Scottish Independence – My Take

Now I know I am an education blogger, but honestly there hasn’t really been much in the education world that has caught my interest lately, mostly because of the hype around the Independence referendum in Scotland, so I decided that as it could have an impact on education, that I would give my take on what could happen and describe what I would like to see.

Now it has been a while since my Economics A level days, but economics has still been a minor interest of mine, so when it comes to looking at economic statistics, I’m always intrigued. I personally feel that Independence for Scotland will be fiscal and economical suicide, and here’s why.

Firstly, let’s look at the currency. Scottish First Minister Alex Salmond MSP believes that they will be able to keep using the British Pound, to which Westminster have pretty much responded with ‘over our dead bodies’. This of course doesn’t mean that Scotland can’t go on using the pound without such agreement with Westminster, but they would have to build reserves of around £20billion. How would they do that? Well they would have to cut back on building ammenities such as schools, universities and hospitals, which could be disastrous for Scottish Education and Health, which are two areas in which Scotland are considered strong. If universities and school plans are cut, how can Scotland fund the free higher education that it currently has? It was made known recently that in order to achieve this policy in the first place, Scotland cut around 140,000 places. In short, this idea is far too expensive and can lead to disastrous consequences.

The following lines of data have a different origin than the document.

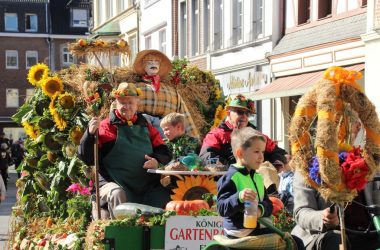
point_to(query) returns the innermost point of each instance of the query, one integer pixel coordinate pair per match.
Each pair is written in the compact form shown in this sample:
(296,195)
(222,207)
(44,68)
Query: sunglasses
(242,112)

The next crucial point to look at is membership of the EU and other links. As it stands the whole of the UK pays billions of pounds to be a member of the EU. Again the question that needs to be answered is ‘How does Scotland intend to fund that?’ Well one way to do that is to increase tax and prices on everything, which is going to have a big impact on the incomes of families as wages still remain stagnant and below inflation as it is, so making the cost of living even higher will seriously slow down consumption, and slow down the economy even further. Losing membership of the EU and UK will mean that Scotland loses an awful lot of trade links around the world, meaning it’s import and export market will be affected, and that will cause price rises as well.

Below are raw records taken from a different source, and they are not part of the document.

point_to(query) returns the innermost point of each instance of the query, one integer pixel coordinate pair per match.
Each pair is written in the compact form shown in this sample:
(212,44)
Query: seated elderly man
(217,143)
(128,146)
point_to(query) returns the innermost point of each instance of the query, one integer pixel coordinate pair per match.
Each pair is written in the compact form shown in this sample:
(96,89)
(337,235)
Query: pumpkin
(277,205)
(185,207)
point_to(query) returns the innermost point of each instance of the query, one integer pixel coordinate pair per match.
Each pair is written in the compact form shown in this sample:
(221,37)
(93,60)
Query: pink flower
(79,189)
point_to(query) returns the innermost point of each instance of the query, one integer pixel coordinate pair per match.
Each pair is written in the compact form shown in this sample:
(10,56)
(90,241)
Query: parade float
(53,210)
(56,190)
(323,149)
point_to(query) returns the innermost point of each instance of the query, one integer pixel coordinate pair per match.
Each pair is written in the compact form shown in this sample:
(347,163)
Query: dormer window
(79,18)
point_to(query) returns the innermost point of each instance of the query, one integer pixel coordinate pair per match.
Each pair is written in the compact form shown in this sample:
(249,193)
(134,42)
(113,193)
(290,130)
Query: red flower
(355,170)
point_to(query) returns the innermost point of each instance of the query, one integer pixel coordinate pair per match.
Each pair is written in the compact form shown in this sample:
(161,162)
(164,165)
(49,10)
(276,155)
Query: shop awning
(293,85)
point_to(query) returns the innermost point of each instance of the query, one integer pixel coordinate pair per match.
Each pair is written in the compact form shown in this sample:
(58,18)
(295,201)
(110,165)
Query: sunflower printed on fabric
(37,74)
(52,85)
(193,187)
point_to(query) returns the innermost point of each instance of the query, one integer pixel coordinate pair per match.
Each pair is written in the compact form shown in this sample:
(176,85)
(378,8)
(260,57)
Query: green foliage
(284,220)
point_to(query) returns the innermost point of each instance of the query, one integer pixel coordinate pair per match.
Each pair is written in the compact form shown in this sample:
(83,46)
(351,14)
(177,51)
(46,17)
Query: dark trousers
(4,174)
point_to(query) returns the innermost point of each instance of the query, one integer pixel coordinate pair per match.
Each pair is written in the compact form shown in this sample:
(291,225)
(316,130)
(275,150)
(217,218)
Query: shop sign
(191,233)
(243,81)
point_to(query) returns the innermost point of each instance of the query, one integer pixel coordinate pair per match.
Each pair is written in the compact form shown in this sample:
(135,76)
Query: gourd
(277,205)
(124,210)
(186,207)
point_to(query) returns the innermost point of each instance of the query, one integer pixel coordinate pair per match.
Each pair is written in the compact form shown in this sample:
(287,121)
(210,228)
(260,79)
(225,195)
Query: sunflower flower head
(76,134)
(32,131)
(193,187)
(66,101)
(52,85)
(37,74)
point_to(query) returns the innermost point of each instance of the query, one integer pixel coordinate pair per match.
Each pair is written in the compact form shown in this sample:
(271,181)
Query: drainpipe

The next point to ponder concerns Scotland’s share of the national debt. Alex Salmond has claimed in an argument that if Westminster does not give an Independent Scotland an agreement to stay in the British Pound, Scotland will default on it’s share of the debts. Well that is a suicidal comment in it’s own right. If Scotland does indeed default on it’s debts, that will give Scotland a reputation of ‘sure give us money but we won’t give it back’. Does anyone else think that sounds like an Icelandic bank? What this will mean is that an Independent Scotland will be charged astronomically high interest rates on any loans they do take from other countries, which will not be sustainable for Scotland to pay back.

Here’s another thought which hasn’t really been mentioned. If Scotland becomes an independent nation, does that mean all Scottish people in the UK become foreign and would require a visa and English citizenship to work in this country? If that is true imagine how many people may find themselves forced to leave the country and head back to Scotland. That would certainly be a significant chunk of Parliament out. It could also mean jobs for English workers suddenly become available in England, but it would have the opposite effect on employment in Scotland. If thousands of people suddenly end up in Scotland without work, the unemployment statistics will go through the roof, putting huge amounts of pressure on the welfare state in Scotland. Not going to look good don’t you think?

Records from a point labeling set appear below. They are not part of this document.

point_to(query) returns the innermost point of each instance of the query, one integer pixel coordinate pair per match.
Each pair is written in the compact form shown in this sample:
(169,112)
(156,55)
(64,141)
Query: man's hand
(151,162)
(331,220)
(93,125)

So given all this, what would I like to see? Well you would think I would want to see the Scottish people vote No, and that is what my logic would argue. But actually I would like to see Alex Salmond suffer so in a cynical way I would like to see them vote Yes. I would like to see the result of them becoming independent, the SNP raising all the wages of his political party and then end up begging us to let them back in the UK.

If of course Scotland votes No, then what does that mean for Alex Salmond’s position? You would think all people who voted Yes but got outvoted would lose all faithin Salmond’s convictions and would find himself in a position where his own party’s standing is destroyed. I do personally think that Independence will benefit the SNP, not the Scottish people.

If any of you are Scottish, I would be interested to hear what your views on what Scotland should do are as you will have a say in it in less than 24 hours time.